No interior do jornal, quer os títulos, quer os textos estão de acordo com os resultados mostrados nos quadros. A manipulação dos dados verificou-se, apenas, na primeira página, o que é grave, dada a importância de que se reveste a informação surgida nesse local, para mais acompanhada das fotografias dos dois protagonistas.
As sondagens tornaram-se, nos últimos anos, um poderoso instrumento de intervenção, fazendo e desfazendo líderes, sobretudo, em períodos eleitorais. Acresce que, para além das suas próprias limitações, as sondagens são, muitas vezes, tratadas, nos media, de uma maneira pouco rigorosa.
Isso é especialmente perturbador quando se trata de apurar preferências ou julgar candidatos (ou pseudocandidatos) e líderes partidários. Ora, o facto de o País não se encontrar em período eleitoral não desobriga os media do tratamento rigoroso de resultados de sondagens.

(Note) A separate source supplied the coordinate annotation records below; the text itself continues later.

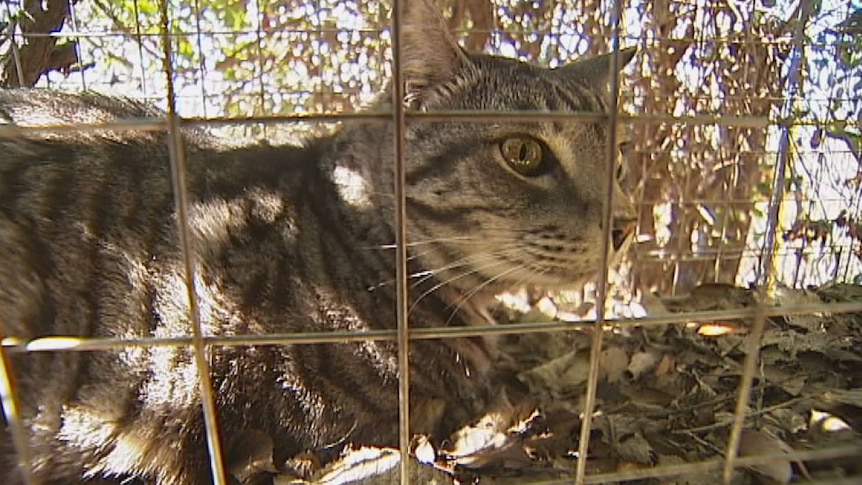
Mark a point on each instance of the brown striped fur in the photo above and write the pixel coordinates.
(287, 239)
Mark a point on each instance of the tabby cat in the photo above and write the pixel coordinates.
(286, 239)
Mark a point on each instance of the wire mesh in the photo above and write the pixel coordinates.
(691, 251)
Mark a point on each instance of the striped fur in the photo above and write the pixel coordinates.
(287, 239)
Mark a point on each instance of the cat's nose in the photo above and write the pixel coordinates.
(621, 231)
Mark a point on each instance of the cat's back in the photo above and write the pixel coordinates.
(87, 207)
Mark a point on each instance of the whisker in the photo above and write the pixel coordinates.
(465, 298)
(441, 284)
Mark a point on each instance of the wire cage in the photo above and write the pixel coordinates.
(741, 128)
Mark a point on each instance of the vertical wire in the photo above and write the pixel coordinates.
(140, 39)
(202, 63)
(766, 275)
(12, 411)
(74, 19)
(13, 45)
(607, 216)
(782, 158)
(403, 336)
(260, 64)
(178, 178)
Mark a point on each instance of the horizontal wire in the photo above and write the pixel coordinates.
(160, 123)
(71, 343)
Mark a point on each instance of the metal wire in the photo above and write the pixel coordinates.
(607, 223)
(181, 198)
(401, 274)
(200, 343)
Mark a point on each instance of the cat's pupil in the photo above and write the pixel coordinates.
(524, 155)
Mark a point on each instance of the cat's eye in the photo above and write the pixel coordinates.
(523, 154)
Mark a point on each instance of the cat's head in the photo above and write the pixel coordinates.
(509, 202)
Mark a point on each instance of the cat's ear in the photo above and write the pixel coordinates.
(430, 55)
(594, 71)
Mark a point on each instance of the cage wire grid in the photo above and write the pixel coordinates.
(171, 124)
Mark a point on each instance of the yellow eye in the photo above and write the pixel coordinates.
(523, 154)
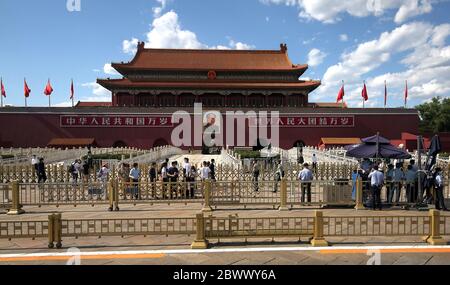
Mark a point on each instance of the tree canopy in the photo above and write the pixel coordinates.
(435, 115)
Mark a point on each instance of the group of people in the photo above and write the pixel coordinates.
(174, 183)
(396, 178)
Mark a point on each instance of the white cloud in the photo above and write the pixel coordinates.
(166, 32)
(343, 37)
(108, 69)
(423, 54)
(130, 46)
(316, 57)
(97, 90)
(329, 11)
(158, 10)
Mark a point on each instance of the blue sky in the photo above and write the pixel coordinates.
(355, 40)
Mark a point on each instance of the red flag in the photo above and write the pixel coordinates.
(48, 89)
(406, 93)
(364, 93)
(3, 91)
(341, 94)
(26, 90)
(72, 91)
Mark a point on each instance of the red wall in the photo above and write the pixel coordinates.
(36, 130)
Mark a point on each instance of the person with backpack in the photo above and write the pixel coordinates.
(306, 177)
(102, 175)
(135, 175)
(279, 175)
(165, 180)
(153, 174)
(255, 176)
(212, 167)
(187, 173)
(439, 188)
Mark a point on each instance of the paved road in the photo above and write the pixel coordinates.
(160, 249)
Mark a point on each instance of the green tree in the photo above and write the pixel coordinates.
(435, 115)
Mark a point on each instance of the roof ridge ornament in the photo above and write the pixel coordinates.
(141, 45)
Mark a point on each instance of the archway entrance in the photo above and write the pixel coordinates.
(160, 142)
(119, 144)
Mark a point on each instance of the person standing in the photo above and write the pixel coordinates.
(439, 187)
(411, 179)
(135, 175)
(279, 175)
(42, 176)
(187, 173)
(34, 164)
(255, 176)
(415, 169)
(389, 183)
(173, 174)
(85, 168)
(355, 177)
(165, 180)
(205, 172)
(212, 167)
(75, 171)
(397, 178)
(376, 182)
(152, 174)
(306, 177)
(103, 175)
(315, 162)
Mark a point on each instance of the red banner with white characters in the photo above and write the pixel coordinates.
(165, 121)
(113, 121)
(307, 122)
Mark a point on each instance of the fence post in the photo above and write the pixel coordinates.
(318, 239)
(359, 195)
(111, 195)
(200, 241)
(283, 195)
(207, 190)
(116, 195)
(16, 208)
(51, 231)
(435, 233)
(57, 227)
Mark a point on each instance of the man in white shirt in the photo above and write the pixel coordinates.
(135, 174)
(205, 171)
(376, 183)
(439, 186)
(315, 161)
(306, 177)
(187, 169)
(35, 163)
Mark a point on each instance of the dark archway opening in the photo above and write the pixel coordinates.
(160, 142)
(119, 144)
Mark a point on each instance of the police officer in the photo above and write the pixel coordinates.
(439, 187)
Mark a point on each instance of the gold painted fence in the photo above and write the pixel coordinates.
(317, 229)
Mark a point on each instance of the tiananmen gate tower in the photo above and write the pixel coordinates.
(160, 82)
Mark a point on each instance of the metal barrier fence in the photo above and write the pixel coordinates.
(316, 228)
(280, 195)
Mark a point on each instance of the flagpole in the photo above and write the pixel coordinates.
(1, 91)
(406, 94)
(72, 95)
(26, 105)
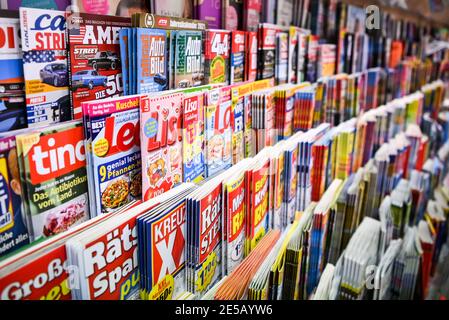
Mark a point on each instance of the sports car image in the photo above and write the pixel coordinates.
(160, 79)
(12, 106)
(104, 60)
(55, 74)
(88, 79)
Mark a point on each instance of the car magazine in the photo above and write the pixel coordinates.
(119, 8)
(189, 63)
(12, 90)
(94, 58)
(45, 66)
(210, 11)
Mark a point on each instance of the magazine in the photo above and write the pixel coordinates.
(53, 166)
(13, 223)
(216, 53)
(45, 66)
(193, 137)
(38, 4)
(151, 46)
(119, 8)
(107, 255)
(94, 58)
(162, 250)
(251, 56)
(115, 151)
(160, 135)
(252, 11)
(210, 11)
(237, 61)
(13, 113)
(232, 14)
(188, 55)
(172, 8)
(218, 130)
(266, 60)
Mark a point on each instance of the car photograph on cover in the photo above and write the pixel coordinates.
(104, 60)
(160, 79)
(88, 79)
(55, 74)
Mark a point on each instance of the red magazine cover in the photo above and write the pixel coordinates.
(251, 14)
(251, 56)
(95, 67)
(161, 137)
(257, 186)
(216, 54)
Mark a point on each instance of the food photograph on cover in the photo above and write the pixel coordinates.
(224, 150)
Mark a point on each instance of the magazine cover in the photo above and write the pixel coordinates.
(172, 8)
(237, 67)
(238, 127)
(252, 11)
(45, 66)
(151, 48)
(160, 137)
(115, 147)
(293, 53)
(267, 51)
(12, 91)
(234, 216)
(189, 64)
(251, 57)
(94, 53)
(38, 4)
(54, 167)
(107, 255)
(258, 207)
(149, 20)
(282, 50)
(208, 258)
(193, 137)
(13, 224)
(119, 8)
(164, 251)
(284, 13)
(210, 11)
(218, 130)
(232, 14)
(326, 60)
(125, 41)
(216, 53)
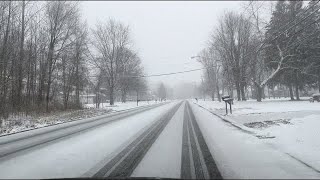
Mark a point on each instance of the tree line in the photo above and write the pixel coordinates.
(251, 51)
(48, 55)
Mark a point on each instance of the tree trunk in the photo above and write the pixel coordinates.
(259, 93)
(297, 92)
(19, 90)
(111, 95)
(218, 92)
(212, 95)
(124, 95)
(238, 91)
(243, 94)
(319, 81)
(291, 92)
(297, 85)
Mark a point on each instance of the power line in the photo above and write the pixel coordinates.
(165, 74)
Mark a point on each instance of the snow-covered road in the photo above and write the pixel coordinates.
(174, 140)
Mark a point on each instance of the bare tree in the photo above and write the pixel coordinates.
(61, 18)
(111, 39)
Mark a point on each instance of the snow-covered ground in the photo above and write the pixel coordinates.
(294, 124)
(20, 123)
(163, 159)
(118, 106)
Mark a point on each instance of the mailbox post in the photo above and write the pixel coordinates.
(229, 101)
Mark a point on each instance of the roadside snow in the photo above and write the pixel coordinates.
(21, 123)
(294, 124)
(239, 155)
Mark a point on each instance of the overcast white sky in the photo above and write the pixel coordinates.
(165, 34)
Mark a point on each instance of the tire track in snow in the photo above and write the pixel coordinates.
(14, 143)
(200, 164)
(124, 163)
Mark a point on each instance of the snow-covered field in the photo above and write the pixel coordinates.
(80, 154)
(20, 123)
(294, 124)
(118, 106)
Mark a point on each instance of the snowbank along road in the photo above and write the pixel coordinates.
(154, 141)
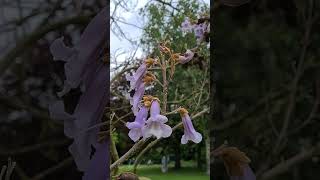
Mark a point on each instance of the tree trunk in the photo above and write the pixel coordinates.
(199, 163)
(177, 164)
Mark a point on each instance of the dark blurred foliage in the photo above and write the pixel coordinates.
(265, 86)
(29, 80)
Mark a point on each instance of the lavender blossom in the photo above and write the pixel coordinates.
(186, 26)
(99, 164)
(136, 78)
(156, 123)
(189, 132)
(247, 174)
(84, 68)
(186, 57)
(136, 127)
(135, 100)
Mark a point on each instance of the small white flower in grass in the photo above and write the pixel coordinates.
(189, 132)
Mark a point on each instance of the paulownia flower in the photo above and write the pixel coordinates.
(236, 163)
(155, 125)
(189, 132)
(84, 68)
(186, 57)
(136, 127)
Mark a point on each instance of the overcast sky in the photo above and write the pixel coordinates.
(117, 45)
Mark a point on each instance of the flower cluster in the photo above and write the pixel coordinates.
(85, 69)
(201, 28)
(155, 125)
(236, 163)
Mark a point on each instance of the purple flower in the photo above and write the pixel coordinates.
(186, 57)
(189, 132)
(247, 174)
(77, 58)
(84, 68)
(186, 25)
(135, 100)
(99, 164)
(137, 78)
(136, 127)
(156, 123)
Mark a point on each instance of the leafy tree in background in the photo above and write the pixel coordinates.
(189, 86)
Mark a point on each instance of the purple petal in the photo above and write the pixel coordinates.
(136, 127)
(157, 129)
(188, 55)
(136, 78)
(189, 132)
(135, 134)
(99, 164)
(140, 118)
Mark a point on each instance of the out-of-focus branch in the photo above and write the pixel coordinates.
(53, 169)
(286, 165)
(31, 148)
(272, 96)
(24, 44)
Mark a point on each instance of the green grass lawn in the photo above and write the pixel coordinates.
(153, 172)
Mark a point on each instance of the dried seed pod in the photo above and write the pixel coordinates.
(234, 2)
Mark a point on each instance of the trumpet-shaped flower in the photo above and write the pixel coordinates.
(189, 132)
(186, 26)
(155, 125)
(186, 57)
(137, 78)
(136, 127)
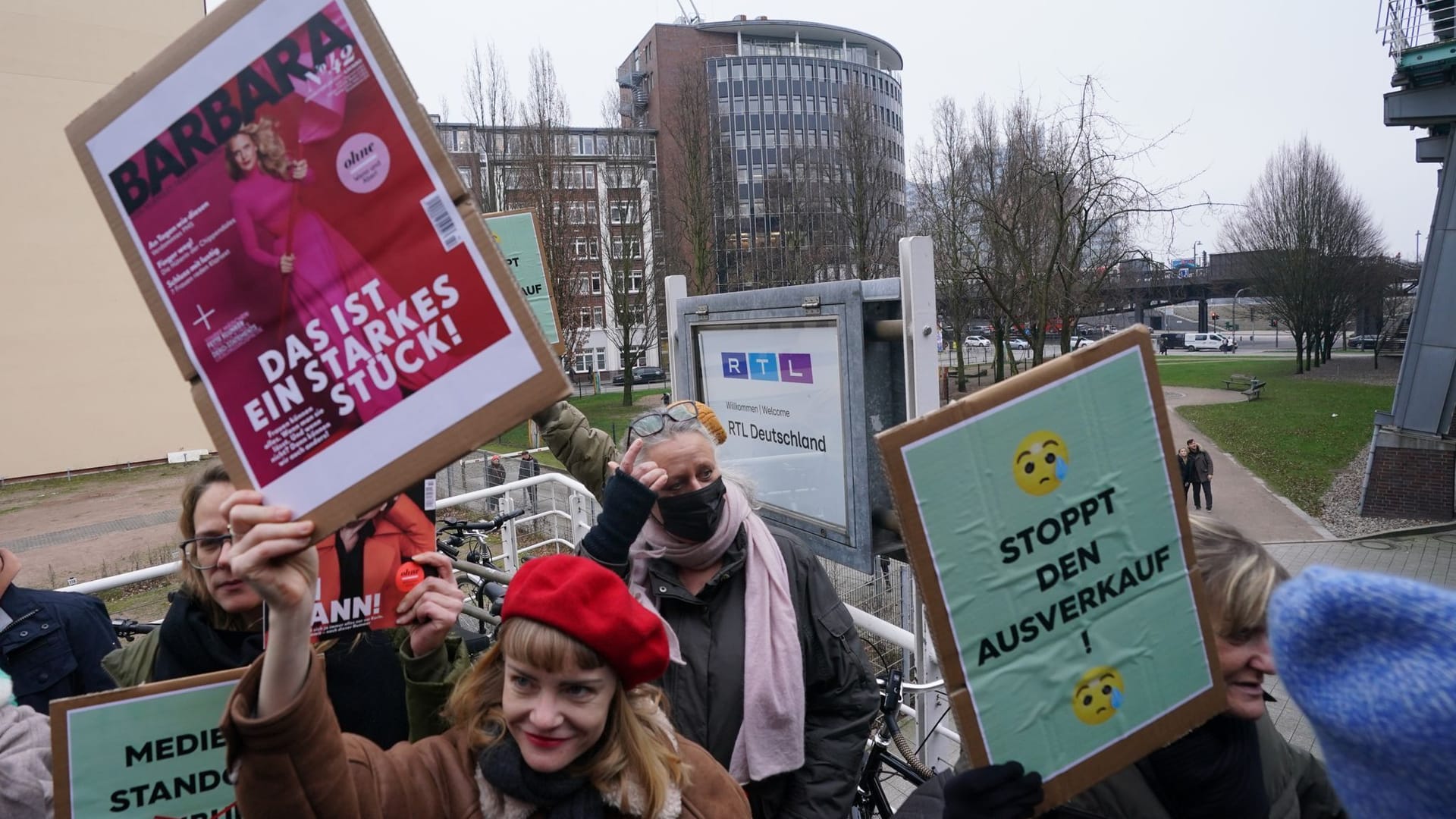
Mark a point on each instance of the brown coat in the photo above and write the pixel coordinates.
(299, 764)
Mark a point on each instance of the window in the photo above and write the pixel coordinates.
(623, 212)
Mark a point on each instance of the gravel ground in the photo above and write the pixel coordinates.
(1341, 504)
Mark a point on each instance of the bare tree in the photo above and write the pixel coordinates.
(1310, 242)
(491, 110)
(691, 137)
(867, 191)
(944, 212)
(632, 280)
(544, 178)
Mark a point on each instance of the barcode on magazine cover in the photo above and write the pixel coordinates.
(441, 215)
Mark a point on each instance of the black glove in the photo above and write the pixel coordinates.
(625, 507)
(996, 792)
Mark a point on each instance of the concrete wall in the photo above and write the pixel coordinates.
(86, 378)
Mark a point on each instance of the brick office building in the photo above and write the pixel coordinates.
(799, 115)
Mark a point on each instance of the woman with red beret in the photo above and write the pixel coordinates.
(554, 722)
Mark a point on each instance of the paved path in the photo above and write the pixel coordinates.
(1420, 557)
(93, 531)
(1239, 496)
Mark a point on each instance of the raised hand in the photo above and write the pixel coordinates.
(431, 607)
(645, 472)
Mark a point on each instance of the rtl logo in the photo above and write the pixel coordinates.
(794, 368)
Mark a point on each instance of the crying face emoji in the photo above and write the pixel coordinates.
(1040, 464)
(1098, 695)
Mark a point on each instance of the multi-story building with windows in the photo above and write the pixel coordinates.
(595, 194)
(807, 145)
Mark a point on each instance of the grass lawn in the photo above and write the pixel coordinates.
(1296, 436)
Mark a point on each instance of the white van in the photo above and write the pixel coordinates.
(1207, 341)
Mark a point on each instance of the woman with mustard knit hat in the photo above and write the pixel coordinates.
(770, 676)
(555, 720)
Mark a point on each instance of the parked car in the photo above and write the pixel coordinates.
(641, 375)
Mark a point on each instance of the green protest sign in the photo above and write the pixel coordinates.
(516, 234)
(146, 752)
(1046, 531)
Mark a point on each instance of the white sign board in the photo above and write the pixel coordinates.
(777, 390)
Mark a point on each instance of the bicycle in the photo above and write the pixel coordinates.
(870, 795)
(481, 580)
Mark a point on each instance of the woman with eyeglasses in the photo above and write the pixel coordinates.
(770, 676)
(388, 686)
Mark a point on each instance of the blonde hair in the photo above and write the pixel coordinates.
(1239, 575)
(637, 744)
(273, 156)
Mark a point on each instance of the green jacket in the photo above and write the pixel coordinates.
(582, 449)
(428, 681)
(1294, 781)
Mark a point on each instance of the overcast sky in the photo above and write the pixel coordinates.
(1237, 77)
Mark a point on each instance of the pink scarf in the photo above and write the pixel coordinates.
(772, 736)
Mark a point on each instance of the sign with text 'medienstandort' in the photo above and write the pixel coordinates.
(1047, 532)
(777, 390)
(291, 222)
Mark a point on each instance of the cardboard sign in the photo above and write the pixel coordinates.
(1046, 525)
(360, 588)
(293, 224)
(516, 234)
(145, 752)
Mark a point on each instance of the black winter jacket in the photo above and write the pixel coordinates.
(707, 691)
(55, 645)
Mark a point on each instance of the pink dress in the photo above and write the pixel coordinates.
(325, 270)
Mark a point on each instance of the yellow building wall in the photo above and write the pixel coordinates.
(85, 376)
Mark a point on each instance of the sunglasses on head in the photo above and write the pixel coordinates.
(654, 423)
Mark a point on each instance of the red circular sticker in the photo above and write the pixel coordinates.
(408, 576)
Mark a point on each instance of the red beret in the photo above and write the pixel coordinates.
(580, 598)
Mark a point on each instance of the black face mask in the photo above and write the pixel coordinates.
(693, 516)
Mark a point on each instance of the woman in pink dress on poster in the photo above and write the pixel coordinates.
(319, 265)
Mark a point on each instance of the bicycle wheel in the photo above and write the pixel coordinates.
(471, 589)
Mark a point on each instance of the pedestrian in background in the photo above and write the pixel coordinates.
(529, 469)
(494, 477)
(1200, 474)
(1183, 471)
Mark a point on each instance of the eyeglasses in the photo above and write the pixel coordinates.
(204, 551)
(651, 425)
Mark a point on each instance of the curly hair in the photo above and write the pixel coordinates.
(273, 156)
(637, 745)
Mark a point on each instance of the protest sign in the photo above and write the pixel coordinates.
(366, 569)
(309, 254)
(145, 752)
(1046, 525)
(516, 234)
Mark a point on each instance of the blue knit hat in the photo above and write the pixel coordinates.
(1372, 662)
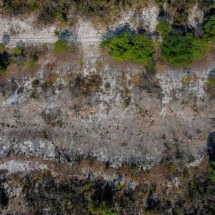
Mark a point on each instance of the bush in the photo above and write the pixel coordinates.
(17, 51)
(2, 48)
(209, 28)
(200, 48)
(137, 48)
(62, 46)
(177, 50)
(163, 28)
(212, 171)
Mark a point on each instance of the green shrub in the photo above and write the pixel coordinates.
(177, 50)
(137, 48)
(17, 51)
(209, 28)
(163, 28)
(2, 48)
(62, 46)
(212, 171)
(200, 48)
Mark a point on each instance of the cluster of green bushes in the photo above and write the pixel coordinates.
(136, 48)
(70, 196)
(176, 49)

O DN pode criar a sua lista de presidenciáveis, admitindo e excluindo dela quem lhe aprouver. Não pode, contudo, apresentar títulos mistificadores de uma ?realidade? já de si frágil e pontual, como é a que resulta de sondagens.
Bloco-Notas
Sondagens e ?leituras?
Não é a primeira vez que leitores do DN contestam a ?leitura? jornalística de resultados de sondagens publicadas pelo jornal. A interpretação de sondagens é, aliás, uma área de especialização em que os media não investem muito, limitando-se a encomendá-las e a publicar os dados fornecidos pelos institutos que as realizam. Geralmente, esses dados ?rendem? títulos de impacto e alimentam algumas páginas durante dois ou três dias. Raramente os jornalistas e os responsáveis pelos estudos discutem, em público, as metodologias utilizadas, limitando-se a publicar a ficha técnica, aliás, por imposição legal. Isso não acontece, contudo, apenas em Portugal. Vejamos um exemplo.
Margem de erro
O último número da revista The Harvard International Journal of Press Politics, (Winter 2003) publica um estudo sobre a cobertura televisiva de sondagens nas eleições presidenciais americanas de 2000. Partindo da importância crescente das sondagens como principal elemento da cobertura das campanhas eleitorais, a autora, Stephanie Larson, tentou apurar se os jornalistas melhoraram o tratamento de sondagens, por exemplo, explicando ao público o que elas significam (e o que não significam). O objectivo era apurar se as notícias fornecem a margem de erro das sondagens e identificar a extensão e a natureza dos erros praticados nos canais de televisão norte-americanos. A autora recorda que não basta mencionar a margem de erro, uma vez que a generalidade do público tem um conhecimento limitado de estatística. Em sua opinião, é necessário que os jornalistas expliquem o seu significado e como aplicá-la, usando-a correctamente quando interpretam ou apresentam resultados de sondagens. O problema, diz a autora, é que, os próprios jornalistas não estão, geralmente, preparados para fazer esse trabalho.
Dramatizar os dados
Outra das razões que a autora apresenta para os jornalistas não valorizarem a margem de erro na apresentação de sondagens é o facto de esse elemento introduzir um grau de incerteza que impede conclusões definitivas, retirando aos resultados a componente ?dramática? de que os jornalistas precisam para construir as notícias. Para Stephanie Larson, o desprezo da margem de erro pode encorajar os jornalistas a fornecerem ?explicações fantásticas? e a verem ?saltos significativos? nas sondagens. A aparente realidade e a precisão das sondagens conduz os jornalistas a cometerem erros crassos, incluindo tentativas de encontrar significado profundo onde ele não existe.
Grande confusão
O estudo conclui que na campanha eleitoral de 2000, apesar de a margem de erro ter acompanhado as notícias, existiu grande confusão quanto ao seu significado. Os canais de televisão ou a ignoraram ou aplicaram-na mal, nomeadamente quando os dados indicavam os dois candidatos muito próximos. Por exemplo, os jornalistas apontavam um ou outro na posição da frente, quando não existia uma evidência clara de que assim era."